Linguistic Anthropology

The study of language has been part of anthropology since the discipline started in the 1ate 1870s. This site is a place for linguistic anthropologists to post their work and discuss important events and trends in the field.

Wednesday, May 14, 2008

You say Myanmar, I say...

I've been thinking about saying something about the pronunciation of Burma/Myanmar, since the name has been mentioned in several media reports following Cyclone Nargis. Maybe I should just point.

According to Wikipedia, in Burmese the country's name is (pjìdàunzṵ mjəmà nàinŋàndɔ̀), but contributors disagree on the proper English name.

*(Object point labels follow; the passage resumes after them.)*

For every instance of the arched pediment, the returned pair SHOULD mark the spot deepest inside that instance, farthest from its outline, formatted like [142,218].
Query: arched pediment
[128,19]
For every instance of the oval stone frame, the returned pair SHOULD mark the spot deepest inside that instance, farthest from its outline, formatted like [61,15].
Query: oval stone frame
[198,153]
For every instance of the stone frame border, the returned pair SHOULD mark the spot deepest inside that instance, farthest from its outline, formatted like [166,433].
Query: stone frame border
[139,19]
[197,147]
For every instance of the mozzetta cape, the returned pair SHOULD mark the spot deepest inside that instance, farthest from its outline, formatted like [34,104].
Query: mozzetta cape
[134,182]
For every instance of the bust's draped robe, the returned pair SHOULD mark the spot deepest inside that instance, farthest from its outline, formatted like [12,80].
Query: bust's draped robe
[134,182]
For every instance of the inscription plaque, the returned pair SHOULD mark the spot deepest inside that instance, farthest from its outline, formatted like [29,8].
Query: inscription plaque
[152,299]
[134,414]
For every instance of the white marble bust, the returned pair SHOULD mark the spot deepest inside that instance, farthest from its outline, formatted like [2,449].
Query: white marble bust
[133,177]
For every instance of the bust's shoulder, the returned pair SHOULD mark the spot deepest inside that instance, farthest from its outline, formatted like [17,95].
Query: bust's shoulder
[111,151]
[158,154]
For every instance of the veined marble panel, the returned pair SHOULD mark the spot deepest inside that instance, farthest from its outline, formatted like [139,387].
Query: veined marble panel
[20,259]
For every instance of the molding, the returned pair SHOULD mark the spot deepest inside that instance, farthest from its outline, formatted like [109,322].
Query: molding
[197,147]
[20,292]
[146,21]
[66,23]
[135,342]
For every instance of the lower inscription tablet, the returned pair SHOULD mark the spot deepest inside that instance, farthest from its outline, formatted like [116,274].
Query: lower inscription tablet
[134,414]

Phonetician John Wells discussed the British and American pronunciations, and their relationship to Burmese politics, back on 11 October 2007.
In Burmese, this name Myanmar is essentially just a variant of the name Burma. It is transliterated as Myan-ma or Mran-ma, and in the local language pronounced something like [ma(n) ma], as against [ba ma] for the traditional name.

Language Log has an updated discussion today, which quotes a BBC News Magazine piece from last fall.

Bottom line: The government seems to prefer the spelling <Myanmar>, while the opposition prefers <Burma>, but in terms of pronunciation, neither word has an American R sound. It is [mjən ma] or [bə ma], not [mi æn mar] or [bɝ mə].